Discovering web services in social web service repositories using deep variational autoencoders

https://doi.org/10.1016/j.ipm.2020.102231Get rights and content

Highlights

  • We explore the use of Variational Autoencoders for syntactic Web Service discovery.

  • We evaluate our approach using a 17113-service dataset, the largest among the research community.

  • Our approach outperforms service engines based on traditional dimensionality reduction techniques (LSA, LDA).

  • Our approach outperforms service engines based on Word Embeddings.

  • Average query processing times and VAE training times confirm that our approach is viable in practice.

Abstract

Web Service registries have progressively evolved to social networks-like software repositories. Users cooperate to produce an ever-growing, rich source of Web APIs upon which new value-added Web applications can be built. Such users often interact in order to follow, comment on, consume and compose services published by other users. In this context, Web Service discovery is a core functionality of modern registries as needed Web Services must be discovered before being consumed or composed.

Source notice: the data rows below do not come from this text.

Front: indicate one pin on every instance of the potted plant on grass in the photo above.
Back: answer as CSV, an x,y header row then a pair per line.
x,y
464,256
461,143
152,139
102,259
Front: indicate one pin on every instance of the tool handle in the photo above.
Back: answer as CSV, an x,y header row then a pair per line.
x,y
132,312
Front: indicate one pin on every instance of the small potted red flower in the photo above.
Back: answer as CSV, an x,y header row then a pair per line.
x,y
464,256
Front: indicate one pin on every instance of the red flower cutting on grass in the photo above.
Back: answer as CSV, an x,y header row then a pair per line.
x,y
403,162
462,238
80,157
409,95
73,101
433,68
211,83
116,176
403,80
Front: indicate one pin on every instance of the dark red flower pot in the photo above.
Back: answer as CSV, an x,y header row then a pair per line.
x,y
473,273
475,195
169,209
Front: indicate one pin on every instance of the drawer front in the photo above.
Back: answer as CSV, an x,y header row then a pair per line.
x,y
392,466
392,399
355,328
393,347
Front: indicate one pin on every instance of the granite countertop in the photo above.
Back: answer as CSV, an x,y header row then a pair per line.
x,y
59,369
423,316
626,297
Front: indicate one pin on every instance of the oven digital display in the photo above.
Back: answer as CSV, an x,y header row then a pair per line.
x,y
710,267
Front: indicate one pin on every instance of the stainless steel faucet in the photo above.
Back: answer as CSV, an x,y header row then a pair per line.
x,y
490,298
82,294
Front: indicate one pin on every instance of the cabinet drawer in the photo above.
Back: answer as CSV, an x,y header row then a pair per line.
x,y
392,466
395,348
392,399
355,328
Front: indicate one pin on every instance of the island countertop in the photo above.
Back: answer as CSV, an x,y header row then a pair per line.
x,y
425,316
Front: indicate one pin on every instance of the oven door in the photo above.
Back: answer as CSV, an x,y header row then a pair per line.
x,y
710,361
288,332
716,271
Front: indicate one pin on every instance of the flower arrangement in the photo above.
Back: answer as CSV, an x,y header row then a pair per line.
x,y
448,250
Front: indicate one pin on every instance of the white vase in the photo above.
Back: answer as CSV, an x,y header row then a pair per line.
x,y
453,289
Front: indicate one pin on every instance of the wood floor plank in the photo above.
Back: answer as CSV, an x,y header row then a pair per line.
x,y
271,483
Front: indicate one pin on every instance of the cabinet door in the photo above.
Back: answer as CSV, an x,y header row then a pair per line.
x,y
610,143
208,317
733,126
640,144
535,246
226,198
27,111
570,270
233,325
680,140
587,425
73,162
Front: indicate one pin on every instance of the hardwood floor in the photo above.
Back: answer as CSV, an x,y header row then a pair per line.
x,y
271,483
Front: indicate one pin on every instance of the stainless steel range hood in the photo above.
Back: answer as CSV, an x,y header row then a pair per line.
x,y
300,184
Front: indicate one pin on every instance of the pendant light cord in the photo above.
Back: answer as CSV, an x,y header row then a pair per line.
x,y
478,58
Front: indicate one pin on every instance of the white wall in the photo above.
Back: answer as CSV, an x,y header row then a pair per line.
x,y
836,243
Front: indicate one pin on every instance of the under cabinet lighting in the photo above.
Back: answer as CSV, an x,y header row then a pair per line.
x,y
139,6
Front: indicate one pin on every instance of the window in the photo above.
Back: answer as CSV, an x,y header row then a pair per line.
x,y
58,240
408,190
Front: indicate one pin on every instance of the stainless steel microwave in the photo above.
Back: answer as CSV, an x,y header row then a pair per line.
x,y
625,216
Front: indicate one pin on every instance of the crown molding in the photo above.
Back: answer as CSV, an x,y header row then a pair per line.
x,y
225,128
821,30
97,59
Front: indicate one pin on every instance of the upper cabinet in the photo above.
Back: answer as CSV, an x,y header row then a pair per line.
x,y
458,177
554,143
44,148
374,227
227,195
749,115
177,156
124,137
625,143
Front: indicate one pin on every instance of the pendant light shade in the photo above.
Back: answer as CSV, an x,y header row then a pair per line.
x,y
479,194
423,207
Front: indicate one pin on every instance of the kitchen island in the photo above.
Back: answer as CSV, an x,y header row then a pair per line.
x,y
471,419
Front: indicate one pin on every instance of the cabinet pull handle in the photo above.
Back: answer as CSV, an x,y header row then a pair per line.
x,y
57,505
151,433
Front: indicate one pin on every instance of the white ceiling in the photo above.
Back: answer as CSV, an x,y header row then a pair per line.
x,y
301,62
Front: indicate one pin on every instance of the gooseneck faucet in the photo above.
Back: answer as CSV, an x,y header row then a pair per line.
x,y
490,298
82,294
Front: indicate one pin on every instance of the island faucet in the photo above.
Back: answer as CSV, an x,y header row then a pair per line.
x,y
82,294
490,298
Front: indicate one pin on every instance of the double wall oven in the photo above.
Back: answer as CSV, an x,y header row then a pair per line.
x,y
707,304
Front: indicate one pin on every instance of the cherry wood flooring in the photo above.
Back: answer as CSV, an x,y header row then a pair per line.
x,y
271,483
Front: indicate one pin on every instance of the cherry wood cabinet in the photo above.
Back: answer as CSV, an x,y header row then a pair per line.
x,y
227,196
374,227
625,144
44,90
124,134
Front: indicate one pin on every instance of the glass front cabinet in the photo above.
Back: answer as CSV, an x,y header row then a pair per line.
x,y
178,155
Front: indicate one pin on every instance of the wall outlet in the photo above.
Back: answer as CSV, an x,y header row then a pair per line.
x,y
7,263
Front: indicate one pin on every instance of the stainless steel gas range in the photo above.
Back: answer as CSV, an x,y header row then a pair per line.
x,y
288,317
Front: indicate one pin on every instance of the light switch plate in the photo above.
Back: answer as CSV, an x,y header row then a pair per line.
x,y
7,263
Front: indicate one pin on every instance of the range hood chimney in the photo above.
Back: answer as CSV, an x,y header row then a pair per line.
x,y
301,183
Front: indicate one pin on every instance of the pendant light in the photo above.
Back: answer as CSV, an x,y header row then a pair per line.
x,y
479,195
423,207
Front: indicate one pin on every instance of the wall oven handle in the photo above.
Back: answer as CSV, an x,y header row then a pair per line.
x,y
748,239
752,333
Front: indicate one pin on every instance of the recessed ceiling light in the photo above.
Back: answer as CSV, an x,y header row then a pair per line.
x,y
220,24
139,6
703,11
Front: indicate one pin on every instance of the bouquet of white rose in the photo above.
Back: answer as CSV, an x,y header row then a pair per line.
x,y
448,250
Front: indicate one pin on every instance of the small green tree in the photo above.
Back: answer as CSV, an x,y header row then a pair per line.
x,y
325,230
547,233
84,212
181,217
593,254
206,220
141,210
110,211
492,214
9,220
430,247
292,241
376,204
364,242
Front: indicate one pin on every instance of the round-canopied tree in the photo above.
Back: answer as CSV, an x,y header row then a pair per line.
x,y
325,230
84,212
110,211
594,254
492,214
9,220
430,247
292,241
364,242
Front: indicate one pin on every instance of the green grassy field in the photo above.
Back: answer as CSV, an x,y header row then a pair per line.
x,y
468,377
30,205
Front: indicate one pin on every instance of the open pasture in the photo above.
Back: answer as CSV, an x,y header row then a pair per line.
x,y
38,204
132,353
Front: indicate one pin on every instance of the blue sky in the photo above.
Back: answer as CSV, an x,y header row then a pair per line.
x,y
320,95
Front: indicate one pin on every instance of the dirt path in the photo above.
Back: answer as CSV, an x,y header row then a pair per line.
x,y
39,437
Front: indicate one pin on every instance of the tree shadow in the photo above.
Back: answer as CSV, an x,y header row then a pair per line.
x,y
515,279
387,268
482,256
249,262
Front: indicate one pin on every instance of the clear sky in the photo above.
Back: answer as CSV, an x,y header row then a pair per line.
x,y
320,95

Many efforts to provide effective keyword-based service discovery mechanisms are based on Information Retrieval techniques as services are described using structured or unstructured textdocuments that specify the provided functionality. However, traditional techniques suffer from term-mismatch, which means that only the terms that are contained in both user queries and descriptions are exploited to perform service retrieval. Early feature learning techniques such as LSA or LDA tried to solve this problem by finding hidden or latent features in text documents. Recently, alternative feature learning based techniques such as Word Embeddings achieved state of the art results for Web Service discovery. In this paper, we propose to learn features from service descriptions by using Variational Autoencoders, a special kind of autoencoder which restricts the encoded representation to model latent variables. Autoencoders in turn are deep neural networks used for unsupervised learning of efficient codings. We train our autoencoder using a real 17 113-service dataset extracted from the ProgrammableWeb.com API social repository. We measure discovery efficacy by using both Recall and Precision metrics, achieving significant gains compared to both Word Embeddings and classic latent features modelling techniques. Also, performance-oriented experiments show that the proposed approach can be readily exploited in practice.

Introduction

The SOC (Service Oriented Computing) paradigm has become essential for developing Web 2.0 applications. SOC promotes assembling Internet-accessible components, called services, to create new applications. Applications can be developed using existing services as basic software components, potentially decreasing the cost of developing new software due to increased code reuse. Web Services, the most common technological materialization of SOC, are common in the industry because they expose functionality and data that can be seamlessly accessed remotely. Furthermore, as social networks and Web Service-powered computing paradigms such as Cloud Computing became more popular, new applications, which combine Web Services from different sources –or mashups– emerged (Garriga, Mateos, Flores, Cechich, & Zunino, 2016).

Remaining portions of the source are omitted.